Ich habe vollstes Verständnis dafür, dass mehr und mehr Kollegen und Kolleginnen, die Jahrzehnte lang ihr System fahren diese Änderungen nicht mehr mitmachen wollen. Jeder trifft hier seine ganz persönliche Entscheidung. Es muss aber klar sein, dass den Gast überhaupt nicht interessiert warum und wieso ein Lokal schließt. Das Angebot ist so groß, dann geht man eben woanders hin. Es hat auch wenig Sinn ausschließlich das Umfeld für einen schleichenden Geschäftsrückgang verantwortlich zu machen. Die Zeiten ändern sich, die Rahmenbedingungen auch. Die Gastronomie ist nicht die einzige Branche die sich im starken Verdrängungswettbewerb beweisen muss, so ehrlich sollten wir schon sein.

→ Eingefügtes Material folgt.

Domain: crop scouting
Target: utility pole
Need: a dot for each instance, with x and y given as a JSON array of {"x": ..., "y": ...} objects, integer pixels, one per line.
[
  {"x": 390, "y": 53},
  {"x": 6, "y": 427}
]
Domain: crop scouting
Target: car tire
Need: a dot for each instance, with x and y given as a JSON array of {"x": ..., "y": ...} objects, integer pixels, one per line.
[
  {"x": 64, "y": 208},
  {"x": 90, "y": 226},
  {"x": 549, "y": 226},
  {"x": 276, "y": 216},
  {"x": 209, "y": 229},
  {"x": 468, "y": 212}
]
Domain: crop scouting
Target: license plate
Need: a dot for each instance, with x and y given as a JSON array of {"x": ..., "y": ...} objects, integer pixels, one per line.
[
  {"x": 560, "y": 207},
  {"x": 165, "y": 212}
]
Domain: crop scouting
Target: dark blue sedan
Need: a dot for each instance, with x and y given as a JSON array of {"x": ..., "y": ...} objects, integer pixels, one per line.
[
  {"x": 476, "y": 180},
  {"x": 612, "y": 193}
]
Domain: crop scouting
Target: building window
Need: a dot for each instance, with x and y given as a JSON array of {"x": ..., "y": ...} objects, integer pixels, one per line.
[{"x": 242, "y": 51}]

Wir arbeiten als Fachgruppe seit einigen Jahren mit einem privaten TV-Sender zusammen, der wöchentlich einen Lokaltipp abgibt. Ich darf zum präsentierten Lokal einen einleitenden Satz sagen. Es ist überraschend, wie viele Unternehmer auf die einfache Frage, was denn ihr Lokal besonders macht, keine wirkliche Antwort wissen. Favorit bei den Antworten der Gastronomen ist übrigens traditionelle Wiener Küche in gemütlichem Rahmen.

Dass wir mit den uns aufgezwungenen gesetzlichen Vorschriften oft schwer zu kämpfen haben steht außer Zweifel. Dass die Abgabenlast viel zu hoch ist bedarf keiner extra Erwähnung. Dass wir als Interessenvertretung wesentlich stärker werden müssen weiß ich. Das ist der Grund warum ich überhaupt dabei bin. Trotzdem gilt es darüber nachzudenken, ob nicht auch der fehlende Wille zur Innovation oder Neues zu lernen ihren Teil dazu beitragen warum das Geschäft nicht mehr so läuft wie früher.

Da haben es die „Jungen“ oder jung gebliebenen schon leichter. Marketing plus Social Media Auftritte, Businessplan, Controlling, Nichtraucher, Registrierkasse, sind für Neueinsteiger fast schon eine selbstverständliche Sache, weil es ohne dem gar nicht mehr geht. Die Frage ist, wie innovativ bin ich? Welche Maßnahmen muss ich setzen um mein Konzept erfolgreich umzusetzen? Das Resultat dieser professionellen Basis, gepaart mit Leidenschaft für die Sache, ist eine Vielfalt an unterschiedlichen Lokaltypen die mich persönlich sehr zuversichtlich stimmt, dass unsere Branche trotz aller Herausforderungen einer guten Zukunft entgegengeht.